Computing That Serves

Machine Learning in Public Health


Thursday, April 1, 2010 - 11:00am


Kristin Bennett
Departments of Mathematical Sciences and Computer Science
Rensselaer Polytechnic Institute

We examine two ongoing projects that use machine learning to tackle public health problems.  In each case, learning models are constructed to predict unobserved properties of the data that correspond to public health questions of interest.   

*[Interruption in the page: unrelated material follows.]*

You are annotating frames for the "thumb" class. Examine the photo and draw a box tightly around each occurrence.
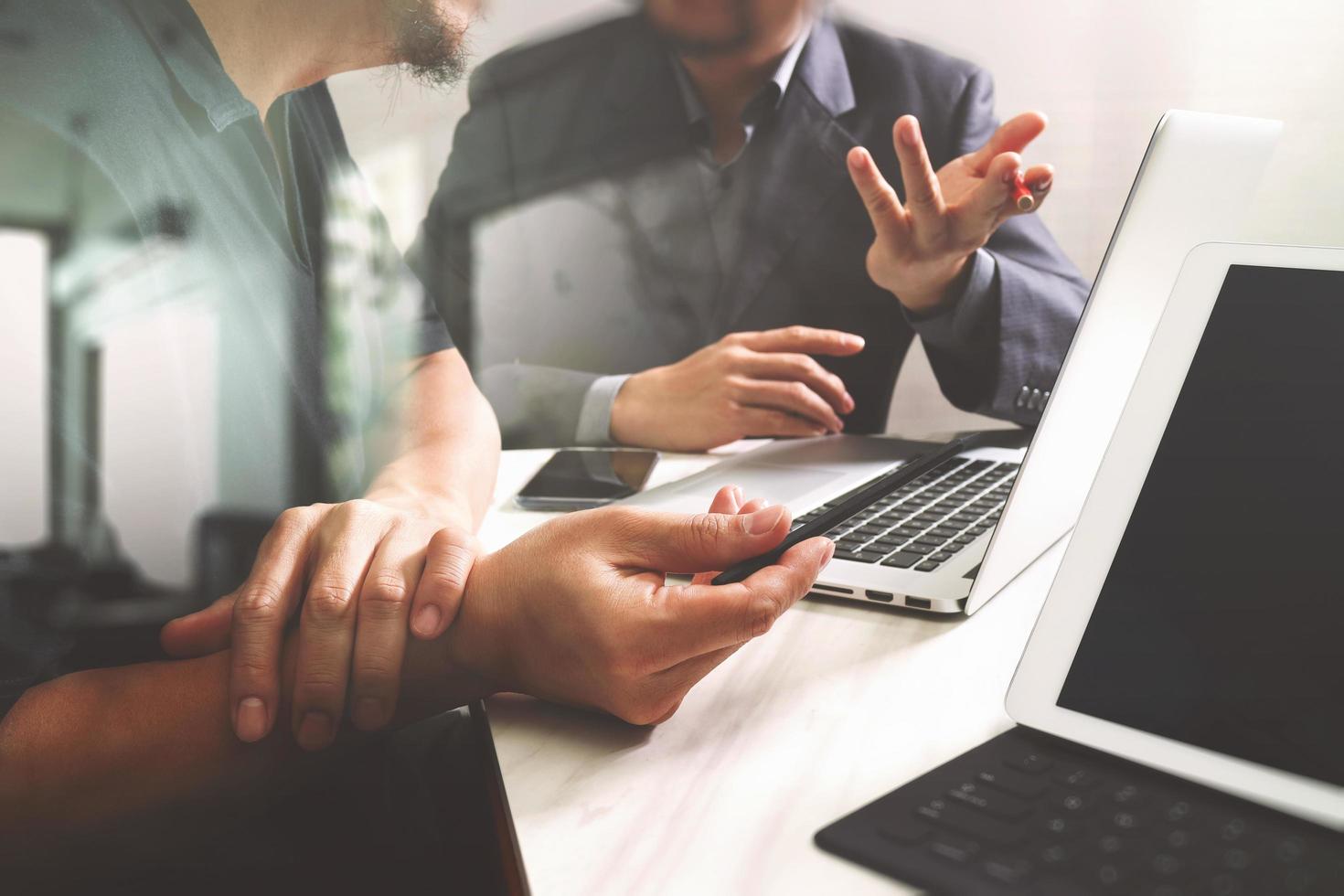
[612,504,793,573]
[158,593,234,659]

In the first project, we show how customized machine learning models can accelerate drug discovery by predicting key properties of a molecule associated with metabolism.   The cost of drug development has sky rocketed to over $1 billion per drug with many drugs experiencing late state failures due to problems with absorption, distribution, metabolism, and excretion (ADME-tox).  Thus virtual screening of ADME-tox properties of molecules could greatly decrease the time and cost necessary for drug discovery.  Our goal is to predict the group of hydrogen atoms from which a hydrogen is abstracted (removed) by an enzyme during metabolism. A novel multiple-instance ranking model predicts the preferred hydrogen group within a molecule by ranking the groups, with the ambiguity of not knowing which hydrogen atom within the preferred group is actually abstracted.    

In the second project, we examine how DNA fingerprints of Mycobacterium tuberculosis can be used to track and control the spread of tuberculosis (TB).  An estimated 1/3 of the world’s population is infected with TB resulting in over 2 million deaths per year.  We develop learning models to predict the genetic lineages of M. tuberculosis based on DNA fingerprints.  Mining of tuberculosis patient surveillance data with respect to these genetic lineages helps discover outbreaks and improve TB control.


Kristin P. Bennett is a Professor in the Mathematical Sciences and Computer Science Departments at Rensselaer Polytechnic Institute. Bennett is an active member of the machine learning, data mining, and operations research communities, serving as present or past associate or guest editor for ACM Transactions on Knowledge Discovery from Data, SIAM Journal on Optimization, Naval Research Logistics, Machine Learning Journal, IEEE Transactions on Neural Networks, and Journal on Machine Learning Research. She served as program chair of the Eleventh ACM SIGKDD International Conference on Knowledge Discovery and Data Mining. She has a Ph.D. and M.S. in Computer Sciences from the University of Wisconsin-Madison, and a B.S. in Mathematics and Computer Science from the University of Puget Sound. She has been researching mathematical-programming approaches to machine learning such as support vector machines since 1989.  In addition, she has worked extensively on successful application of machine learning to problems in chemistry, biology, epidemiology, engineering, and business.